Zeus, volendo castigare l’uomo senza distruggerlo, lo tagliò in due. Da allora ciascun uomo è il simbolo di un uomo, la metà che cerca l’altra metà, ossia il simbolo corrispondente.
PLATONE
Nell’antica Grecia si era soliti tagliare in due un anello, una moneta, un bracciale o un oggetto prezioso e dame una metà a un amico o una persona cara: queste metà, conservate dai due soggetti, permettevano ai discendenti di riconoscersi come legati da una sorta di vincolo generazionale. È da questo uso che il grande filosofo greco Platone (427-347 a.C.), nella sua opera Simposio, parte per sviluppare una riflessione sull’uomo e sulla frattura profonda che è alla sua origine.

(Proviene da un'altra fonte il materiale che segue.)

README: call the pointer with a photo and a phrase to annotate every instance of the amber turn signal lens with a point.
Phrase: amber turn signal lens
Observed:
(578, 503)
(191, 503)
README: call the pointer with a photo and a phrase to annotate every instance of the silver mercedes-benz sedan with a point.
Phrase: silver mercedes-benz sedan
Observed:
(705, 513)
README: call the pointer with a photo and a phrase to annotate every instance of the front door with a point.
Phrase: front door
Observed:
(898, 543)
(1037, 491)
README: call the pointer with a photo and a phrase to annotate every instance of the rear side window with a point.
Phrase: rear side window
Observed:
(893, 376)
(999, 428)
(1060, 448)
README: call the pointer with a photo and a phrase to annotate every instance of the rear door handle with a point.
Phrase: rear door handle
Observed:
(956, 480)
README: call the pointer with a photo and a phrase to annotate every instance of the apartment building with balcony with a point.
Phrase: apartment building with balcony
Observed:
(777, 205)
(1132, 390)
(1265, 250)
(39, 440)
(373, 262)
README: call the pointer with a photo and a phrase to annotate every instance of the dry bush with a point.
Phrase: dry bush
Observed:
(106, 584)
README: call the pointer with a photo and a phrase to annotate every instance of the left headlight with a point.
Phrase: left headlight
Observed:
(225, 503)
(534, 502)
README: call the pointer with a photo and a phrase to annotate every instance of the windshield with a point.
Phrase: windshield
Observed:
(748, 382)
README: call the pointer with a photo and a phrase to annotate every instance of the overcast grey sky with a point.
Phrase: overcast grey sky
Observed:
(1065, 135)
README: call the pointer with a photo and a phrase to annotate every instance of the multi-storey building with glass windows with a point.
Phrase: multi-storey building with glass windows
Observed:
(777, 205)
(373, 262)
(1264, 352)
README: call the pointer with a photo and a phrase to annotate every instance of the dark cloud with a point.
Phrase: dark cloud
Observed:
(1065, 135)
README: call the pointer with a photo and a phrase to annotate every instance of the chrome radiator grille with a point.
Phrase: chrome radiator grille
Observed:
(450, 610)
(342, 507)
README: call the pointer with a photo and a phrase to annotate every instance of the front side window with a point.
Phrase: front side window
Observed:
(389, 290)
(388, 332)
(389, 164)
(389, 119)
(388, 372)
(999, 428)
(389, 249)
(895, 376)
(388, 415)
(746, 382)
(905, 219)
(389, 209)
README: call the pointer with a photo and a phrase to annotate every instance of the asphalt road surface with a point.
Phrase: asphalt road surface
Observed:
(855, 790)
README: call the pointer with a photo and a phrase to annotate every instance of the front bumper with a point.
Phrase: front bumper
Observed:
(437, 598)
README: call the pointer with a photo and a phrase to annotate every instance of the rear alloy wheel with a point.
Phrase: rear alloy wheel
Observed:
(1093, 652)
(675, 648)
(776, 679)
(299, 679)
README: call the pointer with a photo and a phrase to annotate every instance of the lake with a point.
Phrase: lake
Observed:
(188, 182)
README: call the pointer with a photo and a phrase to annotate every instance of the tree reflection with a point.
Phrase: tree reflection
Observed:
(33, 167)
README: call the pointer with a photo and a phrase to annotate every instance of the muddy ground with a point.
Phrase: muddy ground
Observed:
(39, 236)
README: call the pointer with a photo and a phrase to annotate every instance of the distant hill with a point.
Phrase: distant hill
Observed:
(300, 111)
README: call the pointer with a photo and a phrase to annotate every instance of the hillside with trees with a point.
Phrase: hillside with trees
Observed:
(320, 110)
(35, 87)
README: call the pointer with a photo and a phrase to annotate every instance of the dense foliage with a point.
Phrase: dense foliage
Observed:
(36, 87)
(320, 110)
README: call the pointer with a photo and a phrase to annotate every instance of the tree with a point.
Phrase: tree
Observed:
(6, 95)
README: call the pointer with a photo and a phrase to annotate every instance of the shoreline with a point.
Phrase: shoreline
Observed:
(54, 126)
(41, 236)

Egli è un essere incompleto, tagliato a metà, ed è per questo che avverte fortemente la necessità della ricerca dell’altra metà perduta. Nasce da qui l’urgenza della relazione col proprio simile, anzi, come si è soliti dire, dell’incontro con l’anima gemella.
Platone usa il termine «simbolo» per indicare questa situazione della creatura umana. Il vocabolo nella sua etimologia greca significa «mettere insieme» ciò che è separato e quindi suppone proprio la ricerca di quella metà mancante per ritrovare l’unità smarrita.
In tutta la nostra esistenza diamo valori «simbolici» alle cose, cioè le rimandiamo a un’altra dimensione più alta per scoprire alla fine l’armonia che è andata perduta. Naturalmente con tutte le distanze e diversità, potremmo dire che analogo è il discorso cristiano sul «peccato d’originale»: è una frattura che crea disarmonia tra uomo e Dio, tra uomo e il prossimo, tra uomo e mondo.
Siamo insoddisfatti perché profondamente feriti, con la libertà squassata, con l’illusione di «essere come Dio», ritrovandoci invece imperfetti e peccatori. Ecco, allora, la necessità di ricucire lo strappo con Dio, con gli altri e col creato, e la grazia divina ci sostiene in questa rinascita a creature nuove e unitarie.